The A3 Road is a national route in Ethiopia. The primary highway spans around 762 kilometers from Addis Ababa, the capital, to Gondar in the northwest region of the country. The road links the central highlands of Ethiopia to its northwestern parts.

== Route ==

The central-western and northwestern parts of Ethiopia are crossed by the A3 trunk road in a wavy length of 762 kilometers that links Addis Ababa with Gondar. Despite not being the most direct route between these two cities, it passes through Ethiopian Highlands, skirts Lake Tana and ascends and descends over Blue Nile valley with a difference of 1500 metres. Generally, the road only has one asphalt lane expect for Addis Ababa where there are two. The A3 traverses varied terrain, including a mountain pass north of Addis Ababa reaching 2,800 meters and sections ranging from 1,800 to 3,000 meters above sea level. Apart from Addis Ababa and Gondar, the route passes through no other major cities. Notably, the A3 is part of two Trans-Africa Highways: Trans-Africa Highway 4 (Cairo to Cape Town) and Trans-Africa Highway 6 (N'Djamena to Djibouti), with the northern section between Gondar and Wereta being double-numbered.

== History ==
The A3 road was initially constructed in the early 20th century and underwent significant improvements between 1936 and 1940 during Italian administration, becoming one of Ethiopia's primary roads. Historically, Gondar held importance as a regional center in northwestern Ethiopia, despite its modest size. In the 20th century, the road saw limited upgrades, with a notable exception being the opening of the first modern Blue Nile bridge in Bahir Dar in 1961. On September 10, 2008, a new Blue Nile Bridge was inaugurated, replacing an older structure and marking a milestone as East Africa's first cable-stayed bridge.
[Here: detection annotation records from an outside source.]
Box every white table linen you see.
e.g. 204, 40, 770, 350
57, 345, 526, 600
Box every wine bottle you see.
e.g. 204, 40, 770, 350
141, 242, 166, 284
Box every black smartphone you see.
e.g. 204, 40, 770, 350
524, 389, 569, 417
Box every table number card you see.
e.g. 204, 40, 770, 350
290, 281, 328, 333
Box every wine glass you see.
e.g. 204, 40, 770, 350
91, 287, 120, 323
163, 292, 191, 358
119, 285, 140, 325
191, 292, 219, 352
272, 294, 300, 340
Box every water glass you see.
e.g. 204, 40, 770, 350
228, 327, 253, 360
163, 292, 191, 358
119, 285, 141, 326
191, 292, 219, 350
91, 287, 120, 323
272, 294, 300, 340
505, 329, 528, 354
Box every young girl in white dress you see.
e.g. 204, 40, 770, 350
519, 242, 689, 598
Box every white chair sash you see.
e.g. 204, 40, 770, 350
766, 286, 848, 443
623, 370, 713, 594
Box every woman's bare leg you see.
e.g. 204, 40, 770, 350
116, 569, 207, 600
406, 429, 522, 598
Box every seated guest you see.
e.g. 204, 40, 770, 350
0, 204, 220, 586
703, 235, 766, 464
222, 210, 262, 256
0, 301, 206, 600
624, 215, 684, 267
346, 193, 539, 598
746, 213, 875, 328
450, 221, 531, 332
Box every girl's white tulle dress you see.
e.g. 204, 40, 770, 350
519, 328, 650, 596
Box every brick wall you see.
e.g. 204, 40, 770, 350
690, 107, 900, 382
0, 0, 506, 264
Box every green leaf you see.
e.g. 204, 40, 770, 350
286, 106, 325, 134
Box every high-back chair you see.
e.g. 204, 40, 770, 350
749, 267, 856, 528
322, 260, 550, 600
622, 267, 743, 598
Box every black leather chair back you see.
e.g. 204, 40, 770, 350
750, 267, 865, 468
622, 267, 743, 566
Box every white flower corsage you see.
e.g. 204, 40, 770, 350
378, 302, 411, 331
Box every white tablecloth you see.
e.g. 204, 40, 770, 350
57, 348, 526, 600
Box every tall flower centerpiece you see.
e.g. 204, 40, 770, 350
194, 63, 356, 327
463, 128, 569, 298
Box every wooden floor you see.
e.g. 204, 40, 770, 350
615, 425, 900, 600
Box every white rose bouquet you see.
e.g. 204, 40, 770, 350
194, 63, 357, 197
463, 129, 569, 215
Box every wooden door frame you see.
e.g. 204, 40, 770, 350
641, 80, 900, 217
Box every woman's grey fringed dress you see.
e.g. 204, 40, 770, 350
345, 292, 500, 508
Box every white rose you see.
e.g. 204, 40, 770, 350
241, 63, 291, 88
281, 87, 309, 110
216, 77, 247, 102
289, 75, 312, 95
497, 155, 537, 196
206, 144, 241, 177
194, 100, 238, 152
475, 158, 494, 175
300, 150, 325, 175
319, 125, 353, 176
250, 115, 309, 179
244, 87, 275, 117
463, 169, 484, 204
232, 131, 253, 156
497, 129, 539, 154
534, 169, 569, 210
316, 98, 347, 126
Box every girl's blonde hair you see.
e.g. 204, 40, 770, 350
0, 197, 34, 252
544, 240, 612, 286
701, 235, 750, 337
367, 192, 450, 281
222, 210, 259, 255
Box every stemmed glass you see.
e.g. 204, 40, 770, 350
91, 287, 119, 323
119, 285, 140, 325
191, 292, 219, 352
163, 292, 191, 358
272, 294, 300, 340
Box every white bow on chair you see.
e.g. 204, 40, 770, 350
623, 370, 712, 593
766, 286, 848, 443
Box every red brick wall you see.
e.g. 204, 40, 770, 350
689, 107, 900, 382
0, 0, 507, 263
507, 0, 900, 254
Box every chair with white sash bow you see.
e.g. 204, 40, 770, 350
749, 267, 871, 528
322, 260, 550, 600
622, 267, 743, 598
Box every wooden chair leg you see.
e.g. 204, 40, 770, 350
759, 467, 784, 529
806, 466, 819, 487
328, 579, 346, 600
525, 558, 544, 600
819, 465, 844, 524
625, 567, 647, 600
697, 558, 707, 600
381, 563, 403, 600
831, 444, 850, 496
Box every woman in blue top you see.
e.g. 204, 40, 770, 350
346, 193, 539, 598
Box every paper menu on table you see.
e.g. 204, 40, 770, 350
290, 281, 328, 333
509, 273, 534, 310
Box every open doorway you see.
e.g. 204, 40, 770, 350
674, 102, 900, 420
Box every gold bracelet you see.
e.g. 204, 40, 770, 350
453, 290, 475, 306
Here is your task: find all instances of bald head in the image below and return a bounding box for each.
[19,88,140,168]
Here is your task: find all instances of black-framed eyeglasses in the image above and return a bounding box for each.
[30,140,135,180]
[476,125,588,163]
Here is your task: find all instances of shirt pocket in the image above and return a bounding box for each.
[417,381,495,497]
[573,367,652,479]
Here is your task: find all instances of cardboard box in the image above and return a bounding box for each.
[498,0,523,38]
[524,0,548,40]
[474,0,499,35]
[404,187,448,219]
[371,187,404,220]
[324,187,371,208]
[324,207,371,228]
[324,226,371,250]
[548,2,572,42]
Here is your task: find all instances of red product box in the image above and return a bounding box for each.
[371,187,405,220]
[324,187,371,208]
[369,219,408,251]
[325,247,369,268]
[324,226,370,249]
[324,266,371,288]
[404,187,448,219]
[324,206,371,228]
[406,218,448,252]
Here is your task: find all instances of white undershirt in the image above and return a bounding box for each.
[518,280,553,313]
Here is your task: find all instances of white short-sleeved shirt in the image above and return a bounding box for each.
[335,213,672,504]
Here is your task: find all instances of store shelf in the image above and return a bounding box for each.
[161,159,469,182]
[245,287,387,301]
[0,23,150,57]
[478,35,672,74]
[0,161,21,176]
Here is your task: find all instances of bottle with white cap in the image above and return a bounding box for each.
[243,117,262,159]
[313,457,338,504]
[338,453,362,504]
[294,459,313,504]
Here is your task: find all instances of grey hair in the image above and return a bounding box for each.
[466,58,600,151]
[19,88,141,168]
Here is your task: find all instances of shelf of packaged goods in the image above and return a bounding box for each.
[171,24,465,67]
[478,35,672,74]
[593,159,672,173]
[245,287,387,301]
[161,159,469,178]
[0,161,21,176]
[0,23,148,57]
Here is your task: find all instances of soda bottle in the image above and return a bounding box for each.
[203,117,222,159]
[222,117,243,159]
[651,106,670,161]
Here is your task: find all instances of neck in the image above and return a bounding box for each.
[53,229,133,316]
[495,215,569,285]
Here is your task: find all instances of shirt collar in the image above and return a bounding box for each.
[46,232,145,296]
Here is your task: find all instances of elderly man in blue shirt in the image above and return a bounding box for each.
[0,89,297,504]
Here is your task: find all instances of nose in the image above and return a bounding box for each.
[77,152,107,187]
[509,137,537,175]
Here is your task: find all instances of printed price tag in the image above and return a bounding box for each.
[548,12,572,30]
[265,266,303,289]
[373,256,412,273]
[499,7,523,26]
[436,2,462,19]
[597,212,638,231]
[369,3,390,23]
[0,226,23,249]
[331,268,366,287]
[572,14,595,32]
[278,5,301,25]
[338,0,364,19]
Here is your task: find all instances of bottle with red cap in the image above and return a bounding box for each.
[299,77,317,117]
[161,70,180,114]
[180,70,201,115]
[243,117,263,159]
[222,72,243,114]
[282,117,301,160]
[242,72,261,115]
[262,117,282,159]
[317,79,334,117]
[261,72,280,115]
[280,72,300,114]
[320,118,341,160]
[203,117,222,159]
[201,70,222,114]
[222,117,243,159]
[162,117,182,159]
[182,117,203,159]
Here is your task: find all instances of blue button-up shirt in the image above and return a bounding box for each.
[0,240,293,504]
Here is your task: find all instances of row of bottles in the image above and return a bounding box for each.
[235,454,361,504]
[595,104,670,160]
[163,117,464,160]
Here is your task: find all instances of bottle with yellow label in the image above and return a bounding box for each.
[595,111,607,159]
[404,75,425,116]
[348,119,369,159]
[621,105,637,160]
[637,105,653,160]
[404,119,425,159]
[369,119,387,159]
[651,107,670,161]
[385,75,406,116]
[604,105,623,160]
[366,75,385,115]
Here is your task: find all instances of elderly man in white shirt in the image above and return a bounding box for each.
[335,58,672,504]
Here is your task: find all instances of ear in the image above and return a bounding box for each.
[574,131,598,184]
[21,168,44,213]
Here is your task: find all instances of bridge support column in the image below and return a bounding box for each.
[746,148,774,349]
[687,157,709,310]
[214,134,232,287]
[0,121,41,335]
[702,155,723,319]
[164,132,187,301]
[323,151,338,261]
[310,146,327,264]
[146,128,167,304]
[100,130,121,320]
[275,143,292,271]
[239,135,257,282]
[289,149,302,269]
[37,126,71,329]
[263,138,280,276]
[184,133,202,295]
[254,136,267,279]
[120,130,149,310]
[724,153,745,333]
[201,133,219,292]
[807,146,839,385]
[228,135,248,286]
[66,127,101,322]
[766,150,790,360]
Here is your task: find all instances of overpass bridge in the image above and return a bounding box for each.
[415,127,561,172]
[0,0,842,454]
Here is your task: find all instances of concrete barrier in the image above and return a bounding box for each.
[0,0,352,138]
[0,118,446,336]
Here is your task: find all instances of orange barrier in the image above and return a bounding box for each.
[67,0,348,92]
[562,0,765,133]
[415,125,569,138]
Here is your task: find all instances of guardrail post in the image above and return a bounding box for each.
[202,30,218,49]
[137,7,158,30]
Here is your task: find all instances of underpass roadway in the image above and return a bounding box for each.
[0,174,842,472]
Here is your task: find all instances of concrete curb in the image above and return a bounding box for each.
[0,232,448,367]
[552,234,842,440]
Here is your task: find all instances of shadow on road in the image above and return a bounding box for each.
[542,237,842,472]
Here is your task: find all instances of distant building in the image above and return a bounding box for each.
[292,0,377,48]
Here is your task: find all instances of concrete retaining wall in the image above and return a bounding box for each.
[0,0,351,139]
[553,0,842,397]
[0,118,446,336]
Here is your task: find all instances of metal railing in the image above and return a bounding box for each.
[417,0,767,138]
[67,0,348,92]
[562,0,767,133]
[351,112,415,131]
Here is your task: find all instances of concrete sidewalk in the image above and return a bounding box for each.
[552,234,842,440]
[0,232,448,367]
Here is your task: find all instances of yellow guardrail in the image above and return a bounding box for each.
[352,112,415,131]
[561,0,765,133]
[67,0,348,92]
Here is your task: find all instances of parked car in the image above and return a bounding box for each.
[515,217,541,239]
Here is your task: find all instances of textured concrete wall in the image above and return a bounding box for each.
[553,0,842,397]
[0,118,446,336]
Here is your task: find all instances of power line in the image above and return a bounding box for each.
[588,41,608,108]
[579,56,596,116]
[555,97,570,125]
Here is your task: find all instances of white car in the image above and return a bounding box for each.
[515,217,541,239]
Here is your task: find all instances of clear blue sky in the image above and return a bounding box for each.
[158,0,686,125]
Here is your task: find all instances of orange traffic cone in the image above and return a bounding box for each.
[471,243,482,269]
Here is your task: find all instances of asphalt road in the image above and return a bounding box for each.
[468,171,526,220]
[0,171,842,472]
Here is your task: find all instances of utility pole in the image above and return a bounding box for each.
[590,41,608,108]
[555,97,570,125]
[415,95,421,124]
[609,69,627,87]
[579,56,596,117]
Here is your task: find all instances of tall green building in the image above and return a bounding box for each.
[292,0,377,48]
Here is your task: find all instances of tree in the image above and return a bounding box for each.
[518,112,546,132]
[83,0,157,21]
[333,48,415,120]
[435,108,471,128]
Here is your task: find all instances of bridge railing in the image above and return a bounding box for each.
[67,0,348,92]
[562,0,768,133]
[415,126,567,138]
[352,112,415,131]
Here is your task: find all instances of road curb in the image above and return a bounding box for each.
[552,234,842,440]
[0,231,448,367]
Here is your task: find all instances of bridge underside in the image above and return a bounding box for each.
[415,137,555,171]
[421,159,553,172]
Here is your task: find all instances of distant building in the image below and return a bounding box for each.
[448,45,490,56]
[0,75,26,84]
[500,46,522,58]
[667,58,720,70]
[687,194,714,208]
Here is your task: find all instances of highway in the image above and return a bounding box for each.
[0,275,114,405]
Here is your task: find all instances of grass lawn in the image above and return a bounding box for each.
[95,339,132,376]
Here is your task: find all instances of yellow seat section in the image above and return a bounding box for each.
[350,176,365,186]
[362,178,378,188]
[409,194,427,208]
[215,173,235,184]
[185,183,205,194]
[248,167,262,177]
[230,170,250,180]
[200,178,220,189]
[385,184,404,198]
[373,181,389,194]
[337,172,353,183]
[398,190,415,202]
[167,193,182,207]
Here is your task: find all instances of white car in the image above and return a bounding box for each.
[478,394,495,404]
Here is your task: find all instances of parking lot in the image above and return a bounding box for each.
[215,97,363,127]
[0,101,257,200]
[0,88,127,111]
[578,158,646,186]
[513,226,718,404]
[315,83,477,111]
Before, A3 was the name given, which was according to some sources extended up to Adwa near Eritrean border. However, in around 2013, a new road numbering system was introduced and it made that the A3 designation terminate at Gondar while what was left was re-numbered as B30. In Bahir Dar on May 12, 2024, a double cable-stayed bridge over the Nile River was opened.